D’altro canto una diversa interpretazione, tesa a riconoscere un più ampio potere decisionale in materia in capo al Ministro della Giustizia, determinerebbe senz’altro un "vulnus" all’indipendenza costituzionale garantita all’ordine giudiziario dagli articoli 101ss cost. poiché la "grazia" incide sull’efficacia di provvedimenti giurisdizionali. Al contrario il conferimento del relativo potere al Presidente della Repubblica acquista un particolare significato ove si consideri il comma 10 dell’articolo 87 Cost., in virtù del quale il Capo dello Stato è Presidente del Consiglio Superiore della Magistratura.

Ulteriore conferma delle argomentazioni sopra riportate emerge, in maniera incontrovertibile, da un rapporto sistematico con gli istituti dell’amnistia e dell’indulto.

Occorre, infatti, considerare che nel testo originario della Costituzione - prima, cioè, della modifica dell’art.79 operata con legge costituzionale 6 marzo 1992 n. 1 - anche l’amnistia e l’indulto erano concessi con decreto del Presidente della Repubblica " su leggi di delegazione delle Camere".

Tale diversa disciplina dimostra chiaramente che, pur affidando tutti i provvedimenti di clemenza alla firma del Capo dello Stato, il Costituente aveva inteso distinguere nettamente le ipotesi dell’amnistia e dell’indulto da quelle della grazia, in quanto le prime non potevano essere disposte senza un preventivo intervento politico del Parlamento, il quale era, invece, precluso nell’istituto della grazia.

Né varrebbe obiettare, onde riconoscere in capo al Ministro della Giustizia poteri di natura sostanziale in ordine alla concessione della grazia, che, ai sensi dell’articolo 89 della Costituzione, "nessun atto del Presidente della Repubblica è valido se non è controfirmato dai ministri proponenti, che se ne assumono la responsabilità".

Infatti, per quanto concerne il profilo dell’asserita necessità della proposta ministeriale, è sufficiente rilevare che la migliore dottrina ha oramai da tempo osservato che l’espressione "ministri proponenti" è frutto di una svista del Costituente e, certamente, più corretta è la locuzione "ministri competenti".
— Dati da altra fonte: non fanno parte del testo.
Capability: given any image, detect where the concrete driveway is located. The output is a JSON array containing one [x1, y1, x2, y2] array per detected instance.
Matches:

Non è un caso, infatti, che la Corte costituzionale, con ordinanza 12 novembre 1987 n. 388, parafrasando il dettato dell’articolo 89 della Costituzione in relazione al provvedimento di grazia ha fatto riferimento al "ministro competente" anziché al "ministro proponente". Del resto, come sopra evidenziato, è del tutto pacifico in dottrina che l’iniziativa ai fini della concessione del provvedimento di grazia ben può partire dal Capo dello Stato, senza che sia indispensabile una formale proposta ministeriale.

Per quanto concerne il profilo della necessità che anche il decreto di grazia sia controfirmato dal Ministro, la dottrina è unanime nel riconoscere che la controfirma ministeriale assume un significato radicalmente diverso a seconda del tipo di atto presidenziale cui viene apposta.